Here I must mention that this church was used for three -plus years as a warehouse by the scouts and you cannot imagine the situation of a vast space with cement and stone slabs, colorless walls and without heating, with hundreds of pigeons that filled the room with dirt below the bell tower and the surroundings. All needed too much money and continuous daily labors to be somewhat tolerable.
My eyes water watching the contract of the first large images, which says, “total payment 245 pounds, 35 pounds each.” Certainly they weren’t Byzantine style, but the shapes of Saints filled with warmth the scruffy space of the wooden empty temple of this old church, as it was then.
Today these images still decorate the church, sited there by father George, on the painted now walls, among other new icons, of the holy temple, in a Byzantine style, and many other decorations. All were done with the countless cares of tireless, active and patient priest father George. His wonderful artist and dignified wife lady Christalla and their praiseworthy children Nicholas, Andrew and their families, support and continuously care and help the sacred work of their father and are active members of our community.

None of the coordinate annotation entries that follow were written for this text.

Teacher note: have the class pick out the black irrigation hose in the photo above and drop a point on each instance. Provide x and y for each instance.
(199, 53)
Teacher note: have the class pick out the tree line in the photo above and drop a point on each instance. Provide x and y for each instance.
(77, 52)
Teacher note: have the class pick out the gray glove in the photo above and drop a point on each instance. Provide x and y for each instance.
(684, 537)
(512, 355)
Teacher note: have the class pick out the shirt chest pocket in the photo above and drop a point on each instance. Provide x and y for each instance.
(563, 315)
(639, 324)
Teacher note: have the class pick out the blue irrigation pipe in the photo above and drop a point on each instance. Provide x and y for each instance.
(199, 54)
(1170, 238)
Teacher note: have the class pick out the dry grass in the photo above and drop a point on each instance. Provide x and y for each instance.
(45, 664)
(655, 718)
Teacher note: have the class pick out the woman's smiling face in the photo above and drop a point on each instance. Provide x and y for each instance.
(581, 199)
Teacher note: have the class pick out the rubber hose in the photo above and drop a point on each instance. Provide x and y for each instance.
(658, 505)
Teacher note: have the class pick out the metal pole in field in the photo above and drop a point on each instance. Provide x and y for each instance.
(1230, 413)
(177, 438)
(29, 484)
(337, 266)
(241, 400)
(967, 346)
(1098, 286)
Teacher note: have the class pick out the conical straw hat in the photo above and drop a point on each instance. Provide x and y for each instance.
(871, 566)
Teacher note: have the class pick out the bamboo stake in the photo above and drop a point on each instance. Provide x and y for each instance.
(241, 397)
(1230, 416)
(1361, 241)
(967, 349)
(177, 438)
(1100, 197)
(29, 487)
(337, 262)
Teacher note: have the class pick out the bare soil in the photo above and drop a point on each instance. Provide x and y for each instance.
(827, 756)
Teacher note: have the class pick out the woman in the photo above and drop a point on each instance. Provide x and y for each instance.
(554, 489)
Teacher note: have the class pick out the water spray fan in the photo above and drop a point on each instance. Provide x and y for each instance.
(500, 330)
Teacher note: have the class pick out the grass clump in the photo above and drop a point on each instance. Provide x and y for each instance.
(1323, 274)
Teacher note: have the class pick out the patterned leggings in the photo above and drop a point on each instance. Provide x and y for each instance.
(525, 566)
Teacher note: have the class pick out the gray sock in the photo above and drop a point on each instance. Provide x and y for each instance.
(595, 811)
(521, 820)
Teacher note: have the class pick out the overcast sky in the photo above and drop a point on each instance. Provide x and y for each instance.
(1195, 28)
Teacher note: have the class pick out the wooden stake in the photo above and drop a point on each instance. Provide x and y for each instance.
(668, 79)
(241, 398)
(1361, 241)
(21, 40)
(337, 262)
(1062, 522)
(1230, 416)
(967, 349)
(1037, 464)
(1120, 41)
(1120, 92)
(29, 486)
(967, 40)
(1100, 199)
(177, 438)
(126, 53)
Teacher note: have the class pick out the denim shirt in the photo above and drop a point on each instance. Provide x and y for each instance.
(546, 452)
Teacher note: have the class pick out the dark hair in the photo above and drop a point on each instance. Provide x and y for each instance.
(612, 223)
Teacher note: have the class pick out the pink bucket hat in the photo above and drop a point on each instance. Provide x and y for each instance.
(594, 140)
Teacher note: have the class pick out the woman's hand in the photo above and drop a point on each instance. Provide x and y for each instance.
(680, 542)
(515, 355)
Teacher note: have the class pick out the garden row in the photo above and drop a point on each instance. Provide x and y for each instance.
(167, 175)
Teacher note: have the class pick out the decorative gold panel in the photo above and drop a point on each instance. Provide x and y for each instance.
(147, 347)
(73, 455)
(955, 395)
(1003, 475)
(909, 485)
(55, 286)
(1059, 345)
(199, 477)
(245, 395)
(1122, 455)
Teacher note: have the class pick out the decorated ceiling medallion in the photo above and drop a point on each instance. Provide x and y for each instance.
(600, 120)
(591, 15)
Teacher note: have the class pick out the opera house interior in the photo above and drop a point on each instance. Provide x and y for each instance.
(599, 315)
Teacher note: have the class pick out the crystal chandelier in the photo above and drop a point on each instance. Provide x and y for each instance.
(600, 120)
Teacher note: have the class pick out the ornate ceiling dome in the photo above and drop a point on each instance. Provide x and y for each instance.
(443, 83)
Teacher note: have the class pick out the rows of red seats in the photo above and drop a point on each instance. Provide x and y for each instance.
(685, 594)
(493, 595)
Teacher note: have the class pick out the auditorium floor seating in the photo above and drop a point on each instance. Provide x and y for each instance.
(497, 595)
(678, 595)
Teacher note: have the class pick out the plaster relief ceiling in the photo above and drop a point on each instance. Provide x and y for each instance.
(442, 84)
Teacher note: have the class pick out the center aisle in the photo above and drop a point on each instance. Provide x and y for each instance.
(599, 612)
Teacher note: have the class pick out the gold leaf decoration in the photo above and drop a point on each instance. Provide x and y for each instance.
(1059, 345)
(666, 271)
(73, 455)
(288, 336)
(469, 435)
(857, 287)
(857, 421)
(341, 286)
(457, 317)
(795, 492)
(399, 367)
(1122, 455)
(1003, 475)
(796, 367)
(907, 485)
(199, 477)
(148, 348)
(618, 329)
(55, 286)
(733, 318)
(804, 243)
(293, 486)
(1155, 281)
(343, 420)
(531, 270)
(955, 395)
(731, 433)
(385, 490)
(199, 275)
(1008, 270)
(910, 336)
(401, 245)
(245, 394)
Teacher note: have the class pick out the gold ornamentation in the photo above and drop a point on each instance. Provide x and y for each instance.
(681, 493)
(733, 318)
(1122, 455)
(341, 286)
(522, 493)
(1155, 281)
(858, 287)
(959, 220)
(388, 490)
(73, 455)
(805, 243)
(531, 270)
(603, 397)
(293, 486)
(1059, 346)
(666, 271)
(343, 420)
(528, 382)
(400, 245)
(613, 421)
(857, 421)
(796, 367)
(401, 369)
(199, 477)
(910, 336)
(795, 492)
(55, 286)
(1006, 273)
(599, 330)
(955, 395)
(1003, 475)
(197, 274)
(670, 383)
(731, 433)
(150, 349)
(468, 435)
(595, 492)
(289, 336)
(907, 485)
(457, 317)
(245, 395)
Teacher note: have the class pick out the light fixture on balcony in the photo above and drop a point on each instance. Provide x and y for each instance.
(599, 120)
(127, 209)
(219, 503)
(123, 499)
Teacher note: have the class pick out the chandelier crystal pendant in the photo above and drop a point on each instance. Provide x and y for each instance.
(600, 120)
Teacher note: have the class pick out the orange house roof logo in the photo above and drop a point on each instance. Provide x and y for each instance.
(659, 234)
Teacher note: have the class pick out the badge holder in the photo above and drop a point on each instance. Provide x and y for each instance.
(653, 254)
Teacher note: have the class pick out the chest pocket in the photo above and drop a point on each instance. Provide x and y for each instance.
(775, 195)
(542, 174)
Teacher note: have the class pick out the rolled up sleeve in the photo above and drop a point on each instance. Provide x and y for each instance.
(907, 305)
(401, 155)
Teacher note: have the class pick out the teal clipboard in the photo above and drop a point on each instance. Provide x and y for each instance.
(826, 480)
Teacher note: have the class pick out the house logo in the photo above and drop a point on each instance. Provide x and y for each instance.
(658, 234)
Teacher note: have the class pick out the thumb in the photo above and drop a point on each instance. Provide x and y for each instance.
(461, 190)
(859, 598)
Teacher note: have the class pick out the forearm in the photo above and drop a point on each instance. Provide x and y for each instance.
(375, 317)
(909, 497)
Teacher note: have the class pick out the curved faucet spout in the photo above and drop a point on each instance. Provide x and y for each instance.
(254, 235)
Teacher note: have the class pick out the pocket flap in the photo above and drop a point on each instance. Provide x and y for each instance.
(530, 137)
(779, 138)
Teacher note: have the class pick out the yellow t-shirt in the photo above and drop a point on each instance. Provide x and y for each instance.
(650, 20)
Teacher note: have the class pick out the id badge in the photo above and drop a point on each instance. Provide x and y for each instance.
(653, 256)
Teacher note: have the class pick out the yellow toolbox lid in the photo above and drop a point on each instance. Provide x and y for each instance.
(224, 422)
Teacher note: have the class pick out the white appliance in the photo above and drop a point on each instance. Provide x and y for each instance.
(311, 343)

Father George Nicolaou undertook the sacred duties of the Community of Bristol in September 1979 , taking on countless projects, correcting and supplementing. Eventually, installing trust and confidence of permanency acted so the church is now completely ours!
The above text is part of the speech given by Mrs. Aglaia Hill, on May 14, 2013 in the Church of Holy Apostles Peter and Paul, in Bristol, of the West of England, within works of the Hieratic Conference of the of Thyatira and Great Britain.